Prevention Strategies:
Meticulous surgical technique and careful dissection
Adequate visualization and illumination
Thorough understanding of mediastinal anatomy
Use of cautery for hemostasis
Careful handling of instruments to avoid injury to adjacent structures
Judicious use of drains
Close postoperative monitoring for signs of bleeding or respiratory distress.

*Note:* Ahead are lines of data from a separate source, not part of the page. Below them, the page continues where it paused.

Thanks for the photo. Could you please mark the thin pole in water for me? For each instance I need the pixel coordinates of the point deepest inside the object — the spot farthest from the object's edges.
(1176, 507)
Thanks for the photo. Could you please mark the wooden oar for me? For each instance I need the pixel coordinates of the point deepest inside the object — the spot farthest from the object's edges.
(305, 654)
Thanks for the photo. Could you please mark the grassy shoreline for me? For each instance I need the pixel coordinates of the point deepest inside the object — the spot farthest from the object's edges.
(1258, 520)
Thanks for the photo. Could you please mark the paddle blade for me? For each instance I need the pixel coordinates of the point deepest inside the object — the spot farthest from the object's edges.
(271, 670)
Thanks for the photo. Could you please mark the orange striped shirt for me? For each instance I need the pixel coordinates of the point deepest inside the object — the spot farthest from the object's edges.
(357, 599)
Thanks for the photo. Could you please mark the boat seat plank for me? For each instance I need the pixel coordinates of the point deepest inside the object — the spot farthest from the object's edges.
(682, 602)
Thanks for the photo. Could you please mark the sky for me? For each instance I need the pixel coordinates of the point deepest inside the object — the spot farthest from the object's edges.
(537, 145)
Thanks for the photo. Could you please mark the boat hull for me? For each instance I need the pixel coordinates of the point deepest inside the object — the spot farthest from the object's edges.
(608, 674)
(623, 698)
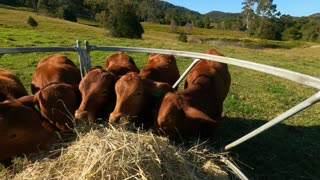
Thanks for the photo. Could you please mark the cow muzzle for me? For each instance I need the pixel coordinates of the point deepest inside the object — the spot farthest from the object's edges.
(80, 115)
(119, 119)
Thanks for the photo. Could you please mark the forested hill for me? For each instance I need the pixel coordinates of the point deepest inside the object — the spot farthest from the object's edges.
(217, 16)
(265, 22)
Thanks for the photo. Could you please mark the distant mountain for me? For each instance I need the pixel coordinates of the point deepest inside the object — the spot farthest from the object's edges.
(218, 15)
(315, 16)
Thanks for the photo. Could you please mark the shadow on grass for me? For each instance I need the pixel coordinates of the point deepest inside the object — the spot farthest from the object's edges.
(282, 152)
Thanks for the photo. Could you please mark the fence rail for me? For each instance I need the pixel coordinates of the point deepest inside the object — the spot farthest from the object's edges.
(85, 65)
(76, 48)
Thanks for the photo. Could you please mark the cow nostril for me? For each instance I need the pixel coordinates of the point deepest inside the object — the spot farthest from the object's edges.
(12, 136)
(81, 114)
(114, 119)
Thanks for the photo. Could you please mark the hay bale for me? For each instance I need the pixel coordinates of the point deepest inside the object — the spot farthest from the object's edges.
(108, 153)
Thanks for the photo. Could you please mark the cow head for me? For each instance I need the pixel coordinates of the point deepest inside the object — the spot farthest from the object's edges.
(57, 103)
(136, 99)
(120, 64)
(98, 97)
(177, 117)
(21, 130)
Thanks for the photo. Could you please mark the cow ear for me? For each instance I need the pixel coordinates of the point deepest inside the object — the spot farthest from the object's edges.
(157, 89)
(95, 67)
(30, 100)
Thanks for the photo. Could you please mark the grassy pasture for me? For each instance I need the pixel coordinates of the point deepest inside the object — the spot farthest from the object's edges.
(287, 151)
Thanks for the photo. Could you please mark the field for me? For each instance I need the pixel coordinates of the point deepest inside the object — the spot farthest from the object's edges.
(289, 150)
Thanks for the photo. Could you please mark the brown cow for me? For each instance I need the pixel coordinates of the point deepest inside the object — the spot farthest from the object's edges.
(97, 87)
(161, 68)
(137, 100)
(55, 68)
(119, 64)
(98, 96)
(10, 86)
(196, 109)
(57, 103)
(55, 88)
(215, 77)
(21, 131)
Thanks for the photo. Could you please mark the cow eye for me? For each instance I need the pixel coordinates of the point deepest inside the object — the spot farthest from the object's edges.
(105, 92)
(138, 94)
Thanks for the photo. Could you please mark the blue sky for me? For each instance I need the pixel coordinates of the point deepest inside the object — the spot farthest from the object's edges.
(292, 7)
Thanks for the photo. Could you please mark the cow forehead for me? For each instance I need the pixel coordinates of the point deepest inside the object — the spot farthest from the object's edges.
(96, 76)
(129, 83)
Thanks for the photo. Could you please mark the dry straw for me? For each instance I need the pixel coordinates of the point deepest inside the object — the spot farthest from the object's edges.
(95, 152)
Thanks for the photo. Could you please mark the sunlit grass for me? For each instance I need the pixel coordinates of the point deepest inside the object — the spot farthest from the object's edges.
(289, 150)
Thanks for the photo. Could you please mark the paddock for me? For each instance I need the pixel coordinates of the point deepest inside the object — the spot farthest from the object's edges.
(303, 79)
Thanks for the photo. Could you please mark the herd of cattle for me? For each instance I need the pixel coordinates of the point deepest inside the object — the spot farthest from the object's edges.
(119, 94)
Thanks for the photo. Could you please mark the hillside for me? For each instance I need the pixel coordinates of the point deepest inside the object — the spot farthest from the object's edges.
(286, 151)
(216, 16)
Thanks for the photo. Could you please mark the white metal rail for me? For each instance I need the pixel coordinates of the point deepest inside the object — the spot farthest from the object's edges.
(85, 65)
(76, 48)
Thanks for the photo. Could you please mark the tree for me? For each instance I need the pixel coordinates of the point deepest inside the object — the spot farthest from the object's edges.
(32, 22)
(265, 9)
(248, 12)
(311, 31)
(123, 20)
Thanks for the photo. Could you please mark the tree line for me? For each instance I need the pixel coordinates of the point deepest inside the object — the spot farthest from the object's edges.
(259, 18)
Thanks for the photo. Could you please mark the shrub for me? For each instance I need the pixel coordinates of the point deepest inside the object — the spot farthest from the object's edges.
(123, 22)
(32, 22)
(67, 14)
(182, 37)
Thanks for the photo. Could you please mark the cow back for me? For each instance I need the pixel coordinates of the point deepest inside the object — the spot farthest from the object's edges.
(55, 68)
(209, 81)
(120, 63)
(20, 130)
(10, 86)
(161, 68)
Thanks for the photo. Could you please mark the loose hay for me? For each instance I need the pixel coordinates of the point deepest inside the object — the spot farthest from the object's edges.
(108, 153)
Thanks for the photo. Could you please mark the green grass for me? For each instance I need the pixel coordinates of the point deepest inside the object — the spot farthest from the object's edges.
(287, 151)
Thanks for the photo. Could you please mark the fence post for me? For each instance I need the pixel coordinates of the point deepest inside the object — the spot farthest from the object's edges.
(185, 73)
(296, 109)
(87, 55)
(80, 53)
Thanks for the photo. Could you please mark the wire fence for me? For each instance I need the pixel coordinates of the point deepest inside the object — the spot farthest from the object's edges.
(85, 65)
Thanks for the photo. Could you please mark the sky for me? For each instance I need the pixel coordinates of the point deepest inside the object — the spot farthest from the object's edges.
(291, 7)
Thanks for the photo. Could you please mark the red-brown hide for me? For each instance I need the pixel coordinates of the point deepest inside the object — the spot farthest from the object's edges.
(162, 68)
(10, 86)
(98, 96)
(57, 103)
(55, 87)
(137, 100)
(197, 109)
(120, 63)
(55, 68)
(20, 130)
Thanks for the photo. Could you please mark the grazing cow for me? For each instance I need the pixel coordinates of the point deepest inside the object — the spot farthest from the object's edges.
(98, 96)
(137, 100)
(57, 103)
(119, 64)
(215, 78)
(97, 87)
(10, 86)
(55, 68)
(55, 87)
(21, 130)
(197, 109)
(161, 68)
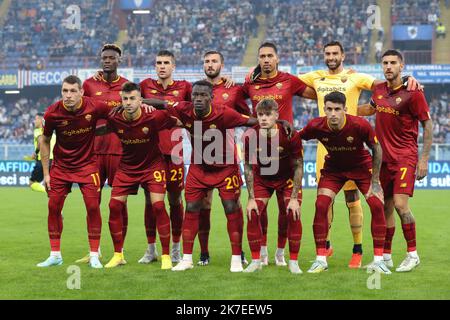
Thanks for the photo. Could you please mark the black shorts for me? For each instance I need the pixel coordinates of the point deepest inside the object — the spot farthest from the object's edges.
(37, 175)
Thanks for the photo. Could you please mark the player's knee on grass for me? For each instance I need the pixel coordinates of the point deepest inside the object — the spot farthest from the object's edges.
(351, 196)
(230, 206)
(174, 199)
(194, 206)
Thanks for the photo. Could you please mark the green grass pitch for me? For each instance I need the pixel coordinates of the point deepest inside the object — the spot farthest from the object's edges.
(24, 242)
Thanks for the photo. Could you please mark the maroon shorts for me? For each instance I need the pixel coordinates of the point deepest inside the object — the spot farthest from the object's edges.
(175, 175)
(61, 181)
(398, 178)
(335, 180)
(199, 182)
(264, 188)
(153, 180)
(107, 167)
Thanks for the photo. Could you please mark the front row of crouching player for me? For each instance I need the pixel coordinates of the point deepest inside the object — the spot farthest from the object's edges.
(273, 158)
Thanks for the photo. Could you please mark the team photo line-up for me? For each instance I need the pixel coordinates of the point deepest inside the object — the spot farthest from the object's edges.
(109, 129)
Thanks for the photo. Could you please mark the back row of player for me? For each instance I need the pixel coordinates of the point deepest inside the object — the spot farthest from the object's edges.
(270, 84)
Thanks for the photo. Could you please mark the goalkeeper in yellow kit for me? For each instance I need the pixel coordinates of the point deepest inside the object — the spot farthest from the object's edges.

Postoperative Care And Follow Up
Postoperative Care:
Patients are monitored in the recovery room for vital signs, oxygen saturation, and signs of bleeding or airway compromise
Pain management is provided
Chest X-ray is usually obtained postoperatively
Patients are typically discharged within 1-2 days if no complications arise.
Pathological Analysis:
Biopsy specimens are sent for urgent intraoperative assessment (frozen section) and definitive histopathological examination, including immunohistochemistry if indicated, to establish a diagnosis and guide further management.
Follow Up:
Follow-up is tailored to the diagnosis
For lung cancer staging, results are integrated into the treatment plan
For other diagnoses, follow-up includes monitoring for resolution of symptoms and progression of disease
Regular clinical assessment and imaging may be required.
Key Points
Exam Focus:
N2 disease is a critical indication for mediastinoscopy in lung cancer staging
The specific lymph node stations accessible via cervical mediastinoscopy (2, 3, 4, 7) are frequently tested
Complications like bleeding and recurrent laryngeal nerve injury are high-yield.
Clinical Pearls:
Always confirm the patient has had adequate bowel preparation if a subcarinal biopsy (station 7) is anticipated, as this station is best accessed with the patient in a slightly head-down position
Intraoperative frozen section is invaluable for immediate diagnostic confirmation and to guide further sampling.
Common Mistakes:
Inadequate exploration of all relevant lymph node stations
Failure to achieve adequate hemostasis, leading to delayed bleeding
Misidentification of anatomical structures, potentially causing injury
Not obtaining sufficient tissue for definitive histopathology, especially for suspected lymphoma or granulomatous disease.